Adagio en sol menor

Mi  26

Ravel escribió su único cuarteto de cuerda cuando se acercaba a los 30 años y estaba terminando sus estudios en el conservatorio de París. Exquisito en su construcción, a menudo se considera su primera obra maestra. En Jeux d’eau, su pieza para piano solo de 1901, ya había demostrado una capacidad notable para capturar matices cromáticos y armónicos, mientras que dos años antes, en Pavana para una infanta difunta, reflejaba su amor por España evocando una danza que la princesa de Polignac podría haber bailado en una corte del antiguo Imperio. El Cuarteto de cuerda de 1903 combina ambos impulsos en una visión musical más ambiciosa. La pieza suele programarse junto al cuarteto que Debussy compuso en 1893 y las similitudes son evidentes. En la tradición del Romanticismo tardío, ambos arreglan sus cuatro movimientos en temas cíclicos ligados por ideas musicales recurrentes.

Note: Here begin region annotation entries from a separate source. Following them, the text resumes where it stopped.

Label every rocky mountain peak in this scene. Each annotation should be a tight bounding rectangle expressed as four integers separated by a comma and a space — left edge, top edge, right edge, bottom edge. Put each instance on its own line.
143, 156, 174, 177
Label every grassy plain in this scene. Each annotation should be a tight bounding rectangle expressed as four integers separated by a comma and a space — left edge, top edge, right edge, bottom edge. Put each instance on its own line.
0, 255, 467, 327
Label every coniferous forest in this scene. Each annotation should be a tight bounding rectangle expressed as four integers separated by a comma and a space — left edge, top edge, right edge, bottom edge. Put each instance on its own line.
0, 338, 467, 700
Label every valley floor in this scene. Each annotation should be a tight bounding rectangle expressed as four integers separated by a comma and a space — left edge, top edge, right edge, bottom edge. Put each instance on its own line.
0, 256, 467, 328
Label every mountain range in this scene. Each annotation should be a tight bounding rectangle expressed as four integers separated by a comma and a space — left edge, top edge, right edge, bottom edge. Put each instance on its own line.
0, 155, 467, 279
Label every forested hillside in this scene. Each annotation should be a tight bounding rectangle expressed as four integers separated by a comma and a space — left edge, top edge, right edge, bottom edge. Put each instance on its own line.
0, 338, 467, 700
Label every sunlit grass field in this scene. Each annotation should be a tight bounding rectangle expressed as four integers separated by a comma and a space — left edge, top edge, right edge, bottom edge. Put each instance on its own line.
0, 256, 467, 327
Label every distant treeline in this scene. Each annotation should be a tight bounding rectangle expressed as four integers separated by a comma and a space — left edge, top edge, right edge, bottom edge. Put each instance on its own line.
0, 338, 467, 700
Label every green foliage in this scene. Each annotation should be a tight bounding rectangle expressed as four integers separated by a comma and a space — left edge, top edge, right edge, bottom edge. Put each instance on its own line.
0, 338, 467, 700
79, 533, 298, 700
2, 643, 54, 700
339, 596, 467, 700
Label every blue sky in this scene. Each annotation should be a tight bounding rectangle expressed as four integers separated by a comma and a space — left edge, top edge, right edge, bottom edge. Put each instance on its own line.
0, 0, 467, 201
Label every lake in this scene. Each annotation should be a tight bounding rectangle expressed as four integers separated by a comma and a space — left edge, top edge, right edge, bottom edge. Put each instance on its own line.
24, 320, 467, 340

Como Debussy, Ravel explora escalas modales y un amplio espectro de colores y texturas. Además de servir de inspiración a Ravel, Debussy animó al joven compositor a escribir un cuarteto que nos lleva del elevado lirismo del primer movimiento a los ritmos juguetones y los pizzicatos del segundo, el sensual tercer movimiento en forma de nocturno y las vivaces afirmaciones del vigoroso final.